Constructing a Box Plot:

1. Using Excel, create a box plot (also known as a box-and-whisker plot) for the “Grade” variable. This plot should display the following:

• Minimum (excluding outliers): The lowest value within 1.5 times the interquartile range (IQR) from the lower quartile.
• First Quartile (Q1): The 25th percentile of the data.
• Median (Q2): The 50th percentile or middle value of the data.
• Third Quartile (Q3): The 75th percentile of the data.
• Maximum (excluding outliers): The highest value within 1.5 times the IQR from the upper quartile.
• Outliers: Data points that fall outside the “whiskers” (1.5 times the IQR from the quartiles).
1. Identifying Outliers:
   1. From the box plot, identify any outliers in the data. Outliers are typically shown as individual points beyond the whiskers of the box plot.
2. Handling Outliers:
   • What are potential reasons for these outliers in the grade data?
   • How might these outliers affect the analysis of the data set, including measures of central tendency and variability?
   • What methods could you use to handle these outliers?
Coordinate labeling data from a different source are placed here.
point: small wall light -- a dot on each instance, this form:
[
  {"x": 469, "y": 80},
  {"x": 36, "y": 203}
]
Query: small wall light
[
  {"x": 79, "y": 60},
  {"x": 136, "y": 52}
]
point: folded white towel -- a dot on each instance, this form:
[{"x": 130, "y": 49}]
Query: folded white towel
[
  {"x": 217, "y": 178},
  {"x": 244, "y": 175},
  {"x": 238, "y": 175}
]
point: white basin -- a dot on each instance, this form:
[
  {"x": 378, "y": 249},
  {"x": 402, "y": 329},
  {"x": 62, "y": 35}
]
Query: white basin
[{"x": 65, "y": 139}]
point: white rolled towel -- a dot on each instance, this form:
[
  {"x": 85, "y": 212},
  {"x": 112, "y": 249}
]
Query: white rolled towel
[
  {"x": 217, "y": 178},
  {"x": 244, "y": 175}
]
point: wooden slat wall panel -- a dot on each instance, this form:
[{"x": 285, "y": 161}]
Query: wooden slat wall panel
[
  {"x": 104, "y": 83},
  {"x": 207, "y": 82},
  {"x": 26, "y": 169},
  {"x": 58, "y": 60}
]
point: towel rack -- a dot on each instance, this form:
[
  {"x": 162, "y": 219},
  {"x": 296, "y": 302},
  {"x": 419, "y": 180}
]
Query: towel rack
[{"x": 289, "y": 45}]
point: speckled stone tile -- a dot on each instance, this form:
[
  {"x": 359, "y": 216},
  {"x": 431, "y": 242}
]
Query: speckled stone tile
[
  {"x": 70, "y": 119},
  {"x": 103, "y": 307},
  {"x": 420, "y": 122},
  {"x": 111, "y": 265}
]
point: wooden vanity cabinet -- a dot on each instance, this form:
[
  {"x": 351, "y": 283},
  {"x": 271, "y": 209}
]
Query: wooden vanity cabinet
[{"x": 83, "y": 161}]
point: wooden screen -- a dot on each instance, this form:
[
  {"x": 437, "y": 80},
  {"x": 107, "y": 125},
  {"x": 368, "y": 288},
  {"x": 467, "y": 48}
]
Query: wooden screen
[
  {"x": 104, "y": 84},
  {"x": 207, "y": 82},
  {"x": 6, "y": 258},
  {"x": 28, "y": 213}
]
Discuss at least two approaches.
   1. Discuss the implications of the identified outliers.
3. Data Analysis:
   1. After identifying and handling the outliers, provide a summary of how the central tendency (mean, median) and variability (range, standard deviation) of the grades are affected by the presence or removal of outliers.
   2. Discuss whether it is appropriate to include or exclude outliers in this analysis, considering the context of the data (e.g., academic performance assessment).
4. Visualization and Reporting:
   1. Include a brief report (100-150 words) summarizing your findings, decisions on handling outliers, and the rationale behind your choices.